The initial acquirer of a copy of software, in some circumstances, may resell that copy and his licence to a new acquirer. We examine a recent EU court decision on whether the right to resell extends to the resale of backup copies of software programs.

The law

The principle of exhaustion of rights is long established in IP law. The exhaustion principle is reflected in Article 4(2) of the Software Directive, which provides that:

“The first sale in the Community of a copy of a program by the rightholder or with his consent shall exhaust the distribution right within the Community of that copy, with the exception of the right to control further rental of the program or a copy thereof.”

The UsedSoft case

The main authority in this area, as regards software, was the decision of the Court of Justice of European Union (“CJEU”) in the UsedSoft case. This concerned a battle between a seller of “second hand” software, UsedSoft, and Oracle. In the case, the CJEU found that the transfer of a computer program by a copyright holder to a customer of a copy, along with a user licence agreement, constituted a “first sale” within the meaning of Article 4(2). As a result, the rights were thereby exhausted.

After UsedSoft, selling “used” software was not viewed as infringing the owner’s right, provided that the originally downloaded copy (the “first sale copy”) was deleted or rendered unusable.

Ranks and Vasijevics

In the Ranks and Vasijevics case, the CJEU had a further opportunity to consider the doctrine of exhaustion in the context of software. Mr. Ranks and Mr. Vasilevics were Latvians charged with crimes for the resale of software copies. The software involved were Microsoft products, the Office suite, and Windows. The CJEU was asked to determine whether the resale of used copies of computer programmes carried out by Mr. Ranks and Mr. Vasilevics was lawful.

The defendants argued that the principle of exhaustion of the distribution right permitted them to re-sell a copy of a program on a non-original material such as a floppy disk. They argued that this was possible provided the original material medium had been damaged, and so long as they complied with the conditions set out in the UsedSoft case.

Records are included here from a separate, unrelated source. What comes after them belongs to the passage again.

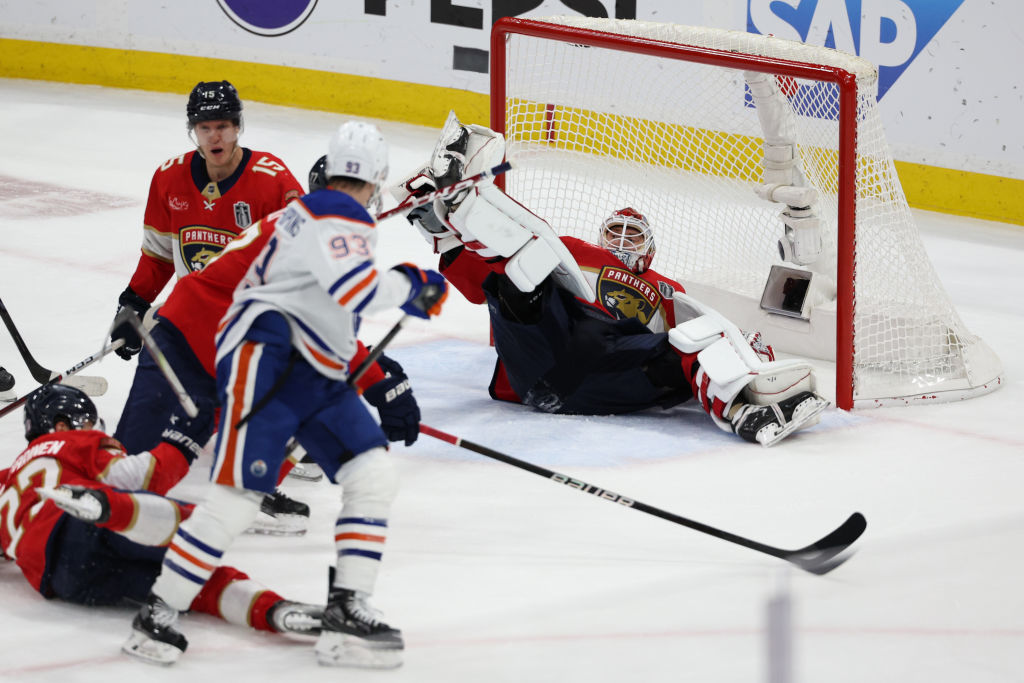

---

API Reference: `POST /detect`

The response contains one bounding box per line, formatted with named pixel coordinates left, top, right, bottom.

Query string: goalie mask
left=326, top=121, right=389, bottom=214
left=600, top=207, right=655, bottom=273
left=24, top=384, right=100, bottom=442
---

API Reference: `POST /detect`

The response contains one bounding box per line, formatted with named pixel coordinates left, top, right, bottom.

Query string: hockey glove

The CJEU noted that, according to the Software Directive, lawfully making a backup copy of a computer program was subject to two conditions:

1. the copy had to be made by a person having a right to use that program; and

2. the copy had to be necessary for that use.

Therefore, a backup copy could lawfully be made and used only to meet the sole needs of the person having the right to use that program.

What did the CJEU decide?

The CJEU confirmed that the lawful initial acquirer of a copy of software, accompanied by an unlimited user licence, can resell that copy and his licence to a new licensee. However, this does not apply if the original material medium of the copy which was initially delivered to him has been damaged, destroyed or lost. In other words, the initial acquirer cannot provide his backup copy of that program to a new licensee without the permission of the original rightholder.

This ruling makes clear that the CJEU was trying to go no further than to close an undesirable loophole, and the case is highly fact-specific. Otherwise, is might have been possible to re-sell “used” software on pretence that they were “back-up” copies, which could be difficult for rightholders to prevent.